Fields in Flux
When the longitudinal study began in 1980, the team doing the fieldwork had no idea the landscape at Acconia would be so restless. Each mapping brought the researchers to a place quite different than the one they had studied 9 years before—thus echoing the ancient Greek proverb of the philosopher Heraclitus: one cannot step in the same river twice. From marginal wetlands plagued with malaria sprang up over the years an economy oriented toward agro-business. Open fields became enclosed by fences and covered by a sea of plastic greenhouses. The simple shelters for herdsmen called pollaios, or chicken coops, gave way to strawberry mansions. The same town which many young men left to seek work in Germany or Switzerland is now home to immigrant workers from Romania and Bulgaria. From an agricultural boom to the current downturn, Acconia has witnessed an incredible breadth of changes over the span of a single human lifetime and the question now is what makes these changes tick?
The study of landscape dynamics explores these unseen factors. The concept has only entered the mainstream consciousness of anthropologists recently in the 1990s and with some reticence. For surveys to make observations on modern land use has been standard practice since the 1960s, but those instances were invariably synchronic in nature with no sense of how land use has changed over time. The search for sites in any survey occurs within a window of time with landscape being a huge factor on what is found. The longitudinal study at Acconia has recorded not only the landscape itself but a team of anthropologists conducting interviews with local informants (as pictured right with anthropologist Harold Koster) have investigated the many different factors behind its transformations. Here we will explore a few of these, and more can be found with greater depth here: Acconia_Land_Use_2010
Acconia was first made a viable home for the future agro-businesses by a number of infrastructure improvements enacted in the years around the second world war. Mussolini’s regime began the draining of the wetlands. After the invading Allies introduced DDT and the post-war Italian government furthered its use, the land became hospitable, with malaria fully eradicated in the 1950s. Around the same time, the coastal road was improved and paved increasing year-round accessibility and then the autostrada was completed in 1973 decreasing the travel time to Naples and on to Rome. Through government investment, agricultural products could now be grown in Calabria and sold in markets up and down the peninsula.
Large scale agriculture did not start until the influence of certain innovators arrived in Acconia. The noble landowning families previously had used their holdings almost exclusively for hunting and the grazing of animals. Francesco Baglione (left) from Sicily, attempting to expand his nursery business, convinced the nobles to start planting olive groves. Thus, these great plots of land began to be controlled and cultivated. Later Mario Fattori (right) arrived from Bologna where there already existed a well-developed tradition of intensive horticulture and implemented the same techniques at Acconia, growing as many as 30 hectares of strawberries. Many who worked alongside him learned from him and soon started their own operations. Another innovator, Maria Cefaly, from a noble family, was forced to adapt after her father and grandfather had run down the family estate. To gain an edge over the competition elsewhere in Italy, she introduced new machinery for shaking the olive trees more quickly and new methods for pressing the olives to produce high quality oil. These three, among others, spurred Acconia towards prosperity.
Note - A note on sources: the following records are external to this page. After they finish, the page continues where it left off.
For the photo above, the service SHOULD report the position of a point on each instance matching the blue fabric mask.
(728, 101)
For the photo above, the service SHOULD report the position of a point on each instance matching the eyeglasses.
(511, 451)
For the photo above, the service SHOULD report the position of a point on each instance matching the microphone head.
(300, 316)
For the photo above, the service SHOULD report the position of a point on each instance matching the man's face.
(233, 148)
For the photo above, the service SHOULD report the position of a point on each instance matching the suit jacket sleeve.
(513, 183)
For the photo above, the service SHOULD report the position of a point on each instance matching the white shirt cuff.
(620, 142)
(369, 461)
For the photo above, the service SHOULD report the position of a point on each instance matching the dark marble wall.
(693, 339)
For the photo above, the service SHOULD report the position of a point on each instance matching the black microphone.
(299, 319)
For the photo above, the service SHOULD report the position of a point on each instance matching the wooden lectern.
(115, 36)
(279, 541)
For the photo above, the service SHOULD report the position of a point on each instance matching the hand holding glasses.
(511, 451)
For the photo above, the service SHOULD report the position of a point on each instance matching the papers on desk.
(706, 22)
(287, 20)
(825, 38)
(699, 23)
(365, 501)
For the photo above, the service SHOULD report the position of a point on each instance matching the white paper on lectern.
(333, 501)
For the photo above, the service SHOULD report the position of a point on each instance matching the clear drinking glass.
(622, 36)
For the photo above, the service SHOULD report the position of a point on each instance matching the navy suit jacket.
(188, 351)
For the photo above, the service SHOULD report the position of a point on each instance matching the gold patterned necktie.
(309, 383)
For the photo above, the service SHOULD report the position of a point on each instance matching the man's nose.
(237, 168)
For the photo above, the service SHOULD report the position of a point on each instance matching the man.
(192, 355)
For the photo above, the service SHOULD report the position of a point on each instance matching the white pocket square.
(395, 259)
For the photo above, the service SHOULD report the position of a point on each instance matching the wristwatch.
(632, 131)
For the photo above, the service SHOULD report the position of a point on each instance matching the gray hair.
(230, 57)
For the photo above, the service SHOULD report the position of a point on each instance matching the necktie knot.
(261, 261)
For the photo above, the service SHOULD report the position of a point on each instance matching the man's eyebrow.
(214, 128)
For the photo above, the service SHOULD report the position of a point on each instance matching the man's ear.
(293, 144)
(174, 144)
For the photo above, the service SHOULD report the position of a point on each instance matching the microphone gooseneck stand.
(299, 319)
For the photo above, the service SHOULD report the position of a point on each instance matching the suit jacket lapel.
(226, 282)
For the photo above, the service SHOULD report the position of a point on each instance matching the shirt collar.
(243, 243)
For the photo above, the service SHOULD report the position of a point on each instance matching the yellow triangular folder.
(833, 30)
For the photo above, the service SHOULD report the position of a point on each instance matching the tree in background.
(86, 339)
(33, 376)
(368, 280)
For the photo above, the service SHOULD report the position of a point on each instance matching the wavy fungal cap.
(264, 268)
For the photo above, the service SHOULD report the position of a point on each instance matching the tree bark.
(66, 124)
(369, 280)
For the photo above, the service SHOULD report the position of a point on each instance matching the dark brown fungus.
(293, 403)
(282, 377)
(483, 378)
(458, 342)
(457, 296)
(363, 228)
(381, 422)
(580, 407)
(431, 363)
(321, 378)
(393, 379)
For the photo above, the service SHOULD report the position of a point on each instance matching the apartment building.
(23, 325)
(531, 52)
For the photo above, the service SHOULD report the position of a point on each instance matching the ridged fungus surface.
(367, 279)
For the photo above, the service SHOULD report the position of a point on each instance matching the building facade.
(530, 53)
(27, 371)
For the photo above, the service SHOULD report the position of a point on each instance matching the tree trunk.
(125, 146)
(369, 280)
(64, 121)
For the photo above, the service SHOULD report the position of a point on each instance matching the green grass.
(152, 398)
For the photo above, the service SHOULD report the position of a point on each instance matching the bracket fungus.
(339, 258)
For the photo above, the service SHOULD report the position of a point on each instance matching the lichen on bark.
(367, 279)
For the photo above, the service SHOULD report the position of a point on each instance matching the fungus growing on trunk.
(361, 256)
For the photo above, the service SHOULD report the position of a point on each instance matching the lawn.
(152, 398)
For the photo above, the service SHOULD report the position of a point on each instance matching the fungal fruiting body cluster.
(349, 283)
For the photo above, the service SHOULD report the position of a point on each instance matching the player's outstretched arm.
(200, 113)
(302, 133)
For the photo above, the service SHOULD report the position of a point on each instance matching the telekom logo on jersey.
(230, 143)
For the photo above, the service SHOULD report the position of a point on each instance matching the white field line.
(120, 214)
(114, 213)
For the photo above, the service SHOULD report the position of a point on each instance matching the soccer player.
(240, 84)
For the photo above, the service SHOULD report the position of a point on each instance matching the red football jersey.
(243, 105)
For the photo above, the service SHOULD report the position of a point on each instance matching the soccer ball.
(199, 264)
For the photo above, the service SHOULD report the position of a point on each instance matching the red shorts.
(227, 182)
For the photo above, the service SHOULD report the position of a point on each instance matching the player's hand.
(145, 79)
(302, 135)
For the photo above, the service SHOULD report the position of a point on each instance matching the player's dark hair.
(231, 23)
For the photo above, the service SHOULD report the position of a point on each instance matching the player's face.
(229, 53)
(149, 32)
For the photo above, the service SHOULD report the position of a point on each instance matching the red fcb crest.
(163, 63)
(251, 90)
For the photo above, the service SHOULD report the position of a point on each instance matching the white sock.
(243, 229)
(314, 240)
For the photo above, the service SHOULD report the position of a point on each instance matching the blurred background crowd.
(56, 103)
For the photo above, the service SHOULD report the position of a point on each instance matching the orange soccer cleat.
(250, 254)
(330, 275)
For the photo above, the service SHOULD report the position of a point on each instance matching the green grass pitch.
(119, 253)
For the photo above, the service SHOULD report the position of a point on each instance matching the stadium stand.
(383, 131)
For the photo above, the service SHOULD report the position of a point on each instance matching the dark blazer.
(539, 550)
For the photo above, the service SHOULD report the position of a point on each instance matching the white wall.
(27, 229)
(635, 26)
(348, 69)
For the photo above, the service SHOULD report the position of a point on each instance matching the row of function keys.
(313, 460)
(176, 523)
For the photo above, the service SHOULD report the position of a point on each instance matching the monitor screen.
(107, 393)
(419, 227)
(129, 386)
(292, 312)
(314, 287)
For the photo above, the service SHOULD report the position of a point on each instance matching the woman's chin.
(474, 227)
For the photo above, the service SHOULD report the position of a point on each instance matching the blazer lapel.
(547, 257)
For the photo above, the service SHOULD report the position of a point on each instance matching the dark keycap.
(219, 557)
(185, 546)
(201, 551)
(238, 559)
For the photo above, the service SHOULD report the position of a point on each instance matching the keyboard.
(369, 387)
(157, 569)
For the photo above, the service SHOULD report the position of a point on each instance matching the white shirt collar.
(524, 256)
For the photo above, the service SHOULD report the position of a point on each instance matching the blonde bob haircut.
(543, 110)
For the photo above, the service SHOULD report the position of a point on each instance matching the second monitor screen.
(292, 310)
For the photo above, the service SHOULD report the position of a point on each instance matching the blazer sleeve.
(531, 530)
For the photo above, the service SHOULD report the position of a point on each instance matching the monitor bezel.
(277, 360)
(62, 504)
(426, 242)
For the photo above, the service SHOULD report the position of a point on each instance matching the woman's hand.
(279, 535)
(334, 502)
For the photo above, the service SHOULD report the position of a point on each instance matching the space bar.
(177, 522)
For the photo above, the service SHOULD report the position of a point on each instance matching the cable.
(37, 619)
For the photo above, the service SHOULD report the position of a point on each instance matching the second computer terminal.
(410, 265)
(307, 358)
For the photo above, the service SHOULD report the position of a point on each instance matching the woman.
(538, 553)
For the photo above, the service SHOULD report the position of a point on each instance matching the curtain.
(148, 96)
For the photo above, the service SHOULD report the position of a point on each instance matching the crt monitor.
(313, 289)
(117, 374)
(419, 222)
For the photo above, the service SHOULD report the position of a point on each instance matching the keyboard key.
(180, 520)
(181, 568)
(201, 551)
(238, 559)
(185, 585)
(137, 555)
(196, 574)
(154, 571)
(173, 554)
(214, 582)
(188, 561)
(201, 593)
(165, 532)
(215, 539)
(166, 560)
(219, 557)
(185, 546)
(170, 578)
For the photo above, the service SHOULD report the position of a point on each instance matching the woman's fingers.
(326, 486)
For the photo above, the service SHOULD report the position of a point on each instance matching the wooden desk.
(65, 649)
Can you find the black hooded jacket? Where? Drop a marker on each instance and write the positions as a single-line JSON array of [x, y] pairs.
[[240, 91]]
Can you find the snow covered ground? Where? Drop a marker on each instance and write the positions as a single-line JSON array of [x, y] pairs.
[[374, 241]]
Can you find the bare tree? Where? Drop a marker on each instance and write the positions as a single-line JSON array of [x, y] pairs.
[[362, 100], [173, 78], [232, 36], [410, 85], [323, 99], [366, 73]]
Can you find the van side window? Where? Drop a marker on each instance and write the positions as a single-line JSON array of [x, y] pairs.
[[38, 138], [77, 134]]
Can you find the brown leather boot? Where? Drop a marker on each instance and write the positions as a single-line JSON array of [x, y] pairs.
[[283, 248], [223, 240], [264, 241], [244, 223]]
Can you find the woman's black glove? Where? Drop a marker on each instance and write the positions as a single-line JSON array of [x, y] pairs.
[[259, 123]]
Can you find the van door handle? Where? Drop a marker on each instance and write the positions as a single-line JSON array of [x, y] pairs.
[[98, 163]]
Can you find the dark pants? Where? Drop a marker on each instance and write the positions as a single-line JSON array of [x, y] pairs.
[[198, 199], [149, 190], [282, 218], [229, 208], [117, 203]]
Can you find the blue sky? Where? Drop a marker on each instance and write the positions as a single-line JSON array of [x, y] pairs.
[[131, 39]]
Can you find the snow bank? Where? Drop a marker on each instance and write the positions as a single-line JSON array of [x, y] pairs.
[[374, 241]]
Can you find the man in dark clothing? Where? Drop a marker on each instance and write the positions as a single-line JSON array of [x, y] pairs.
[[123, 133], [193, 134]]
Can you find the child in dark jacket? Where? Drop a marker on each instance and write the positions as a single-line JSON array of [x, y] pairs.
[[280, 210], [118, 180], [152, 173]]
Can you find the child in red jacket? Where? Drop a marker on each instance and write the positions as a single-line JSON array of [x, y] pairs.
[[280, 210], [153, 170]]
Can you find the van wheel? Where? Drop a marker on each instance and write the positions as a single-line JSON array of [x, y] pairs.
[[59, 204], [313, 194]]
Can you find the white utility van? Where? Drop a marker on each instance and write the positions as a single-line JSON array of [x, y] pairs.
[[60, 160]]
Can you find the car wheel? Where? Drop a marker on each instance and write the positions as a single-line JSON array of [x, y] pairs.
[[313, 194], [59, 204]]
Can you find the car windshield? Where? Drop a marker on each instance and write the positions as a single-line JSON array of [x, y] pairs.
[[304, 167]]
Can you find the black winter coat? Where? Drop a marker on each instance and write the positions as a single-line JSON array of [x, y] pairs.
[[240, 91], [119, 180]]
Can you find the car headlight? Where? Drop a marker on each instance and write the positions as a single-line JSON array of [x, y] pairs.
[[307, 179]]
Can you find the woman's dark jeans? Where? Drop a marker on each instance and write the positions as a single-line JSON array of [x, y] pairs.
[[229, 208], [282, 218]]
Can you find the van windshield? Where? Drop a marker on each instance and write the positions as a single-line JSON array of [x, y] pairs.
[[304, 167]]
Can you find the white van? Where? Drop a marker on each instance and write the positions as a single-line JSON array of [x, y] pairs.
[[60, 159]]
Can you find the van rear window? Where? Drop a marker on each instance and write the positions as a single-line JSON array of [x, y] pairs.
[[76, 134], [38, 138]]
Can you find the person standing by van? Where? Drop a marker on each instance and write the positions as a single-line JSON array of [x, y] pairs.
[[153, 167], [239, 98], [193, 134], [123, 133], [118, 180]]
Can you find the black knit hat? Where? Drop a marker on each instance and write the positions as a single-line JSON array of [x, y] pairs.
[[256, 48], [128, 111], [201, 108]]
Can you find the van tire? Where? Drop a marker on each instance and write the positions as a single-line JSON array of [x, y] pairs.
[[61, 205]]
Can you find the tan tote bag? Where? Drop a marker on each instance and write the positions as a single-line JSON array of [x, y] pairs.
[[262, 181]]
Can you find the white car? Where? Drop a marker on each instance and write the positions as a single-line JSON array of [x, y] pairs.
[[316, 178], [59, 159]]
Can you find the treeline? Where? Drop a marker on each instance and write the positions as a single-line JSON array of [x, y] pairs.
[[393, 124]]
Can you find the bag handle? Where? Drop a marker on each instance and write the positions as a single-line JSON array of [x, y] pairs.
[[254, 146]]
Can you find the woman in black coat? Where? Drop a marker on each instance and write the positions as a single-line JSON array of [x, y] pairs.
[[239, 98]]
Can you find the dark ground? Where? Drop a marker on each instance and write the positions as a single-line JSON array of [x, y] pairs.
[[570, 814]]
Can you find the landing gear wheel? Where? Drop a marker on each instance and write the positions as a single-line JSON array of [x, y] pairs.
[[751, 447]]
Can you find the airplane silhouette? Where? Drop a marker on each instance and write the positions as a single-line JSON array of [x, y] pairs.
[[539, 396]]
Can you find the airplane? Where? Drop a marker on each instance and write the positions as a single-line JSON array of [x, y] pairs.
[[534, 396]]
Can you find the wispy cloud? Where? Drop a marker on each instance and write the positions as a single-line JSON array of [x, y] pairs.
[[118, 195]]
In addition to building infrastructure, the government has steered the course of the landscape through policy. In 1988, the Italian government alongside the EU started a program to revive “traditional” forms of agriculture in southern Italy. In the case of Acconia, this meant planting new citrus groves. With the state’s financial support, many of the larger landowners soon turned over their fields of olive trees (for their profitability had been diminished by an earlier trade agreement between Italy and other Mediterranean countries) and planted orange trees in their stead. The landscape was transformed, but the effects were not over yet. By the late 1990s, all the new citrus groves, now mature enough to produce on a regular basis, led to the over-production of oranges and prices fell. With the downfall of this sector, citrus trees now only constitute a viable form of production when aided by a government subsidy introduced in 2010.
On a more basic anthropological level, the structure of the family can influence heavily whether an operation succeeds or not. A worker from within the household does not receive taxable pay so no money is lost to the government. Otherwise, one must hire outside help to oversee the field-hands or take the produce to market and this can be very costly. In recent years, the problem has become more acute as the cost of labor has risen and as young people across southern Italy are losing interest in the agricultural pursuits of their parents, choosing instead to take jobs in other sectors. When the sons and daughters with skills and experience no longer stay, the future of many operations hangs uncertain.